Vulnerable
Page 20
His pace brisk, he turned onto Occidental. He bumped into a young woman, and beer splattered over her faux leather coat and Rawn’s hand and bomber jacket sleeve.
“Oh, oh, I’m so…” The young woman’s words ceased when she looked into his familiar bedroom eyes. Her grin shaped from ear-to-ear.
Rawn thought she looked ridiculously goofy. “It’s okay.” He walked around her and threw her a perfunctory, “Stay warm,” over his shoulder.
The young woman called out, “You don’t remember me?”
He spun halfway around to look at her standing there with her warm bottle of beer and silly grin. There was something vaguely familiar about her, but Rawn could not recall where they might have met, or if they ever had.
“Jazz Alley. I ask you if you got a girlfriend. You ask me what made a girl a man’s girlfriend. Remember?”
Rawn slipped his hands in his jacket pockets to warm them up. The frost coming from the young woman’s nose reminded him just how cold it was. “Yes,” he said. “Right.”
She took a few steps and said, “You okay? I mean you look…kinda sad.”
Rawn was too distracted to fully take in her words.
“Is it your girlfriend? She ain’t doin’ you right?”
“There’s no issue with my girlfriend. I’m not sad.” His tone was borderline defensive.
She took a few more steps and tilted her head. “Well, you look it.”
“What’s your name?”
“Stefanie.” She felt very attractive just by the idea that Rawn wanted to know her name.
“Stefanie, what are you doing out here in this cold?”
“My car won’t start. I was over at the Latin Quarter. Left there, planning to go home. Don’t got triple A, so I’m headed for the bus. But that’s how fate work.”
“Fate?”
“Yeah. If my car started, I wouldna’ run into you.”
“Where do you live?”
“The Beach.”
“Rainier Beach, you mean.” He did a surveillance of the square. When he was walking toward Sicily’s, he was distracted and did not see that the streets were mysteriously deserted.
“You wanna give me a lif’? I got gas money.”
For a suspended moment, he studied her young face. He remembered her now. What made it difficult for Rawn to place her at first was how different she was from when she attempted to pick him up at the Alley. Back then she tried too hard to look older, and her clothes and behavior made her look desperate. “I have something I need to do.”
“You thank?”
“What do you mean, you think?”
“My mama always told me when you come up against a situation that ain’t feelin’ right, deal with it with a clear head. Rawn, you don’t look clear, baby.”
“How did you get so wise?”
Her laugh was happy and genuine. “I guess it be genes. See, if you give me a lif’, that might give you some time to thank about whatever it is you thank you need to do. ’Cause I betcha, if you had some more time to thank it through, you might just change yo mind.”

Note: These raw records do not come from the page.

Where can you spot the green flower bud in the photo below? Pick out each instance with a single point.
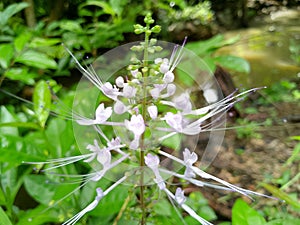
(137, 48)
(138, 29)
(156, 29)
(148, 19)
(153, 41)
(158, 48)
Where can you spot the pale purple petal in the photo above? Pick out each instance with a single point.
(152, 110)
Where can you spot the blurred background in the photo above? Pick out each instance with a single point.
(246, 43)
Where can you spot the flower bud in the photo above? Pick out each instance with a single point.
(120, 81)
(152, 110)
(156, 29)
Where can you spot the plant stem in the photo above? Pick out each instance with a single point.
(144, 106)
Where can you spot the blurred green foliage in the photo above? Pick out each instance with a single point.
(34, 57)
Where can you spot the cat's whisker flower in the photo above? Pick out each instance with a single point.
(100, 194)
(152, 161)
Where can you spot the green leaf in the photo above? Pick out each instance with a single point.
(60, 137)
(285, 221)
(4, 220)
(36, 59)
(42, 102)
(173, 142)
(104, 5)
(21, 74)
(7, 117)
(233, 62)
(22, 40)
(43, 42)
(281, 195)
(71, 25)
(40, 188)
(112, 203)
(40, 215)
(243, 214)
(10, 11)
(163, 208)
(6, 54)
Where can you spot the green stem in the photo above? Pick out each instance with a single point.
(144, 108)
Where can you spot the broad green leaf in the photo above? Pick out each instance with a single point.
(281, 195)
(39, 216)
(42, 102)
(284, 221)
(14, 151)
(20, 124)
(36, 59)
(60, 137)
(40, 188)
(10, 11)
(6, 54)
(7, 117)
(112, 203)
(21, 74)
(163, 208)
(233, 62)
(173, 142)
(4, 220)
(43, 42)
(104, 5)
(22, 40)
(243, 214)
(71, 25)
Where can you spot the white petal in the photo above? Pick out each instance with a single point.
(152, 110)
(120, 81)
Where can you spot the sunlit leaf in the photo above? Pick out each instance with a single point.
(21, 40)
(39, 216)
(36, 59)
(4, 220)
(243, 214)
(233, 62)
(42, 102)
(21, 74)
(6, 54)
(60, 137)
(281, 195)
(10, 11)
(40, 188)
(7, 117)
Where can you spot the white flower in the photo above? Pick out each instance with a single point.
(102, 114)
(182, 102)
(171, 88)
(164, 67)
(90, 207)
(134, 73)
(155, 93)
(129, 91)
(152, 110)
(189, 159)
(210, 95)
(152, 161)
(119, 107)
(120, 81)
(175, 121)
(179, 196)
(110, 91)
(168, 77)
(137, 126)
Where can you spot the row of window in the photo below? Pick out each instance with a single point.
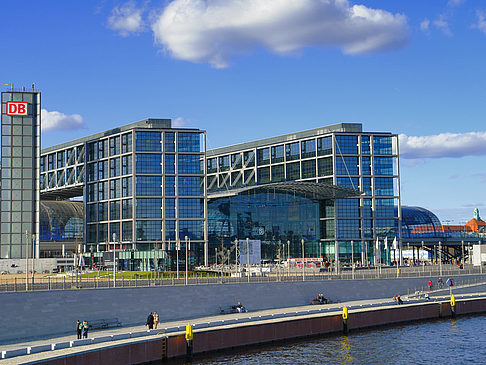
(345, 145)
(58, 160)
(145, 231)
(153, 141)
(307, 169)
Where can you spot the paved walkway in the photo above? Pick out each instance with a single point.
(459, 292)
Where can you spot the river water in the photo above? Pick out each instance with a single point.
(447, 341)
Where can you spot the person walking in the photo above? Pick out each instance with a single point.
(85, 329)
(150, 321)
(79, 328)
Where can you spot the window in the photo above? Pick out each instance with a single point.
(366, 166)
(293, 171)
(324, 166)
(384, 186)
(347, 208)
(212, 165)
(103, 211)
(308, 169)
(249, 158)
(324, 146)
(189, 164)
(346, 165)
(382, 145)
(169, 142)
(292, 151)
(127, 231)
(149, 208)
(127, 143)
(149, 230)
(114, 145)
(277, 154)
(365, 145)
(346, 145)
(308, 148)
(188, 142)
(223, 163)
(148, 142)
(126, 165)
(127, 208)
(191, 208)
(169, 208)
(149, 163)
(383, 165)
(263, 175)
(169, 164)
(115, 210)
(115, 189)
(236, 161)
(127, 186)
(192, 229)
(115, 167)
(169, 186)
(278, 173)
(149, 186)
(263, 156)
(189, 186)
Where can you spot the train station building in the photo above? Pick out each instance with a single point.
(148, 189)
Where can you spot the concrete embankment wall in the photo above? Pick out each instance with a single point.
(208, 340)
(50, 313)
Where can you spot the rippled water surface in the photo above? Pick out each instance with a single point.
(450, 341)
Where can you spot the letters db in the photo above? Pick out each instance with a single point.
(17, 108)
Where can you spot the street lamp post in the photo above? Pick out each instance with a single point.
(352, 258)
(114, 260)
(26, 260)
(288, 259)
(440, 258)
(248, 258)
(303, 263)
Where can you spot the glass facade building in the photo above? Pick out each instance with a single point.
(338, 155)
(19, 209)
(143, 189)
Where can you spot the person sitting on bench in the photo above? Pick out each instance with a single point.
(239, 307)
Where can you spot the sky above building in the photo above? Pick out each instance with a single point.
(249, 69)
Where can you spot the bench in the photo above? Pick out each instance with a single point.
(97, 324)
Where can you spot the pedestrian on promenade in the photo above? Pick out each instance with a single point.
(150, 321)
(79, 328)
(85, 329)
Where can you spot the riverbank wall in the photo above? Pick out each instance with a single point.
(265, 331)
(30, 315)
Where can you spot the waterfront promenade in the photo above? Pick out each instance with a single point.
(213, 323)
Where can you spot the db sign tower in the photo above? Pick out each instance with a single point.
(17, 108)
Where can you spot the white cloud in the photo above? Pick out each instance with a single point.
(424, 25)
(51, 121)
(481, 24)
(443, 24)
(214, 31)
(126, 19)
(443, 145)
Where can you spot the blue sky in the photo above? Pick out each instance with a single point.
(244, 70)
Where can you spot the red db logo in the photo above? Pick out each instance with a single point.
(17, 108)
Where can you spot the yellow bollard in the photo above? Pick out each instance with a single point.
(345, 319)
(189, 337)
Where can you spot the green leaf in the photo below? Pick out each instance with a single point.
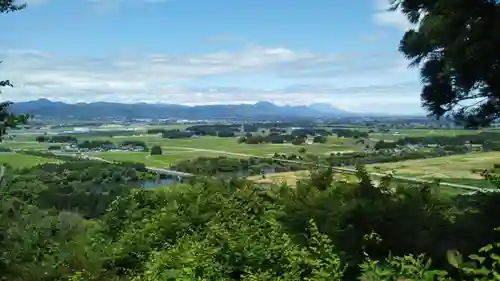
(477, 258)
(454, 258)
(486, 248)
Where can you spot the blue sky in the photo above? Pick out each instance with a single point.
(205, 52)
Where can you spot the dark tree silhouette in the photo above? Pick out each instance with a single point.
(7, 119)
(455, 45)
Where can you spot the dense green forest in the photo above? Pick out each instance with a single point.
(86, 221)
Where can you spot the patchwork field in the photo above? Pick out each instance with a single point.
(401, 133)
(30, 145)
(227, 146)
(20, 161)
(158, 161)
(291, 178)
(453, 167)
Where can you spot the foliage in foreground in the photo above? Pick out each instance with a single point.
(235, 230)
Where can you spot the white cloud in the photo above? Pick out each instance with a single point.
(349, 81)
(394, 19)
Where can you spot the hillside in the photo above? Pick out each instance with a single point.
(49, 109)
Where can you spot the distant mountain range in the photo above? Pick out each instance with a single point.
(44, 108)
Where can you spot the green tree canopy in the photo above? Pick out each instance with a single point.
(455, 45)
(7, 119)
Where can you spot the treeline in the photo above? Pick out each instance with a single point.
(295, 139)
(80, 221)
(364, 158)
(212, 166)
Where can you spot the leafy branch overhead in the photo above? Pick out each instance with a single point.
(455, 45)
(8, 119)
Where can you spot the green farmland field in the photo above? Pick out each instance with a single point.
(19, 161)
(455, 166)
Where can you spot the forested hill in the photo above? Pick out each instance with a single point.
(50, 109)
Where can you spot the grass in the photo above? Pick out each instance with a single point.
(421, 133)
(19, 161)
(231, 145)
(26, 145)
(448, 167)
(159, 161)
(291, 178)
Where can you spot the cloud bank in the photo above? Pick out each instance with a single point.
(351, 81)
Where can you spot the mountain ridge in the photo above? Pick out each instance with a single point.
(95, 110)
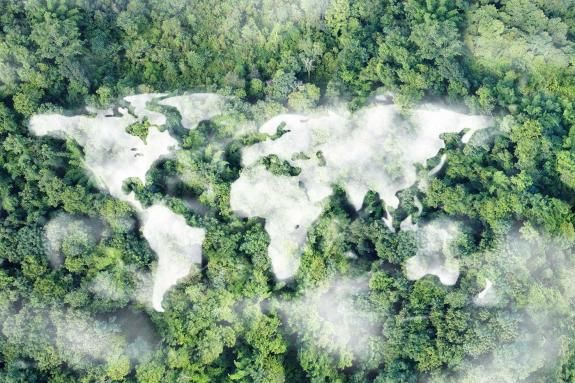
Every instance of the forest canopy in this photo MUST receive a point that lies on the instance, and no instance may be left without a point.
(249, 122)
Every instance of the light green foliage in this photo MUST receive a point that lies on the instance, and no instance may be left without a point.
(512, 190)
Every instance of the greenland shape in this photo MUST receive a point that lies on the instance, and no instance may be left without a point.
(112, 155)
(374, 149)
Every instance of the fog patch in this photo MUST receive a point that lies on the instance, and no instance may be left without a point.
(288, 211)
(178, 246)
(70, 234)
(435, 255)
(79, 339)
(112, 155)
(533, 274)
(374, 149)
(335, 317)
(196, 107)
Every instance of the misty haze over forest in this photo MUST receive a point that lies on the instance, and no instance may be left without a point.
(362, 191)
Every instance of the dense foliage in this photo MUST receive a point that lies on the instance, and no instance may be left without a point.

Whatever you do, don’t tell Sicily.
“Okay, look. If you leave your car, you’ll get a ticket. I have roadside service. I’ll hook you up.”
“Baby, you so fine.”
• • •
While Troy went to his recently opened South Beach gym to show his face around the place for a few hours, D’Becca chose to stay at the condo. For quite some time, she stared at the brilliant morning sunshine and the bay that looked like glossy indigo-blue paint; the water was so blue it looked fake. The waves would come but so far, and suddenly, the water would become tranquil. How long did she stare at the mysterious, exotic beauty beyond Troy’s extended living room window?
Without telling Rawn she was leaving town, D’Becca caught a red-eye to Miami two nights ago. Since Troy left for the gym, she had been gazing hopefully at her cellular for nearly two hours, wishing Rawn would call her and at the same time dying to call him. Every time she got up the nerve, something she could not name pulled her back. D’Becca imagined that it was a god’s whisper, or just her own lack of courage.
When Troy picked her up at Miami International—his arms stretched out like wings to hold her—he looked amazingly at peace and there was life in his eyes like she had not seen before. He was so dark; the sun had tanned him three shades since she last saw him. Thinking back on it now, D’Becca realized how presumptuous she sounded when she asked, “Who are you sleeping with?” At that moment, where her mind was, she trusted that happiness was linked to intimacy, love, and another. Troy laughed and came back with, “Myself!”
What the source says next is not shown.